I’ll Be Gone in the Dark: One Woman’s Obsessive Search for the Golden State Killer
(Harper, $28)
Deep immersion in the hunt for the Golden State Killer “would drive nearly anyone to despair,” said Sara Century in the Los Angeles Review of Books. Before she died two years ago, at 46, from an accidental prescription drug overdose, author Michelle McNamara spent five years obsessing over the case, and it’s easy to see why. McNamara, who ran a true-crime website, picked up the suspect’s trail after DNA tests revealed in 2011 that the same unidentified man had been responsible for at least 50 rapes and 10 murders in California between 1976 and 1986. Given all the evidence he left behind, he should be findable. But McNamara, like countless detectives before her, never did nail her quarry, instead leaving behind “a new kind of true-crime book,” one that’s “dripping with an emotional honesty that is rare in any genre.” McNamara happens to have been as fine a writer as she was a sleuth, said Laura Miller in Slate.com. Her descriptions of the victims and their families “read like fragments from Raymond Carver stories, tales of ordinary lives fractured by incomprehensible violence.” A 15-year-old storms out of her house after an argument and finds her mother dead when she returns. A man forced to wash blood from the walls of his brother’s house grows closer to his fiancée because she joins in his task.
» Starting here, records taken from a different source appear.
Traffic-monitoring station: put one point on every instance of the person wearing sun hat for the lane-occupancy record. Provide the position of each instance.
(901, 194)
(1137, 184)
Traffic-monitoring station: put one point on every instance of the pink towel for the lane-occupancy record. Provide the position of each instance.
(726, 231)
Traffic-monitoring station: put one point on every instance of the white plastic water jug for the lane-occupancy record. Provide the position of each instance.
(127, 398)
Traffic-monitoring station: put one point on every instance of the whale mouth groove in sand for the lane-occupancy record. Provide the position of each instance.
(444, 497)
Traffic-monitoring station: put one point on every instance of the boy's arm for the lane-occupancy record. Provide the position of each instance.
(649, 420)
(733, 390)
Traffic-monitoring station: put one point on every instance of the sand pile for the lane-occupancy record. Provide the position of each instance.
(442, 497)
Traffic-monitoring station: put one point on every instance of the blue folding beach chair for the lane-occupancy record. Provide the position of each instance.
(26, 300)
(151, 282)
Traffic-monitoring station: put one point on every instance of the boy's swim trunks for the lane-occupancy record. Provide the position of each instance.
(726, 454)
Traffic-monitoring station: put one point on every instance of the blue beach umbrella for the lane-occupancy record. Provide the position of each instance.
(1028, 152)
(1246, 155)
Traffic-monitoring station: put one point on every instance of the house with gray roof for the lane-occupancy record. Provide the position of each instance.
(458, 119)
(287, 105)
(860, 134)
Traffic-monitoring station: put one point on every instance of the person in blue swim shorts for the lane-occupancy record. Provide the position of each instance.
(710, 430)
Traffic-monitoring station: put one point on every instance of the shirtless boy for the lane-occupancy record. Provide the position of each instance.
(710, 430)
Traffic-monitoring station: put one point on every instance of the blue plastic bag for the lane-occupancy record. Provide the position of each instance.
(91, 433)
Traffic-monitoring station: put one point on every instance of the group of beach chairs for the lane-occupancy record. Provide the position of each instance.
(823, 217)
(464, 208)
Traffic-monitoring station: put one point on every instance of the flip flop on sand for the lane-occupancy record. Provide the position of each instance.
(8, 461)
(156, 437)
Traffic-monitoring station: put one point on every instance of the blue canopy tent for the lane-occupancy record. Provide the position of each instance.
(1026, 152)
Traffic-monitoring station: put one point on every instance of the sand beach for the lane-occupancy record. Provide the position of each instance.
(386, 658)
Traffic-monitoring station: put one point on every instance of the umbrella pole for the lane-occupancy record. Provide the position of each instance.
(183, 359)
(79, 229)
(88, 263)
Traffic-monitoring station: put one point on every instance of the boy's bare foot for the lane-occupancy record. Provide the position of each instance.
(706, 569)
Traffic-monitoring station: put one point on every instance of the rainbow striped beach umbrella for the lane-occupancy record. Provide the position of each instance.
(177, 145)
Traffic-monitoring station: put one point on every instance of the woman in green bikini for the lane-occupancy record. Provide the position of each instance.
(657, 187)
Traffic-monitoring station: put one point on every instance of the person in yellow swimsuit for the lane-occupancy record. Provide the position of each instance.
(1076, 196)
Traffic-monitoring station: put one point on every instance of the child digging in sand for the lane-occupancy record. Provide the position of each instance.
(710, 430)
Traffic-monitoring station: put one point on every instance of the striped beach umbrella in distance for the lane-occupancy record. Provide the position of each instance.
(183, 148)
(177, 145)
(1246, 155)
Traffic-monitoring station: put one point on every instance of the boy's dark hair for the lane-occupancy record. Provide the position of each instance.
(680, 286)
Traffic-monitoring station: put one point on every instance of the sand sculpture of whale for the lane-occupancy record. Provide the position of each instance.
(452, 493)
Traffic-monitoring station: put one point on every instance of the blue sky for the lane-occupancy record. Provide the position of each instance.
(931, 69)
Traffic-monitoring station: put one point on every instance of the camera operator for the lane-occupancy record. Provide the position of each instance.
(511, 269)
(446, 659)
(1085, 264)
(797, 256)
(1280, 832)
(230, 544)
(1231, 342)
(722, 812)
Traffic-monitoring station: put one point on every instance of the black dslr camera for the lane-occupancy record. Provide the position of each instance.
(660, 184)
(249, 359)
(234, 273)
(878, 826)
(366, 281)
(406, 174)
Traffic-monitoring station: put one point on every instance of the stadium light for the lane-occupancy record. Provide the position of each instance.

McNamara’s husband, the actor Patton Oswalt, put together a team to complete the book, but it’s through McNamara’s eyes that we see how California’s suburban landscape might have spawned this rash of crimes. The victims all lived in leafy middle-class neighborhoods that epitomized a California version of the American Dream. Many homes presented nearly windowless fronts to the street but had glass walls in back—“catnip for Peeping Toms.”
But I’ll Be Gone is also about its author, said David Canfield in Entertainment Weekly. McNamara comes across as fascinated by every person who enters the story, and she is candid throughout about how her pursuit of leads in the case consumed her and eventually wrecked her mental health. At times, “you can practically smell her laptop overheating in the dark of the night, see her eyes flicker at the news of a clue.” We miss her voice when that voice disappears in the final 50 pages, but the book, in its incompletion, imitates life. Had McNamara finished the project herself, it likely would have been a masterwork. “It still is, mostly—a posthumous treasure that feels thrillingly alive.”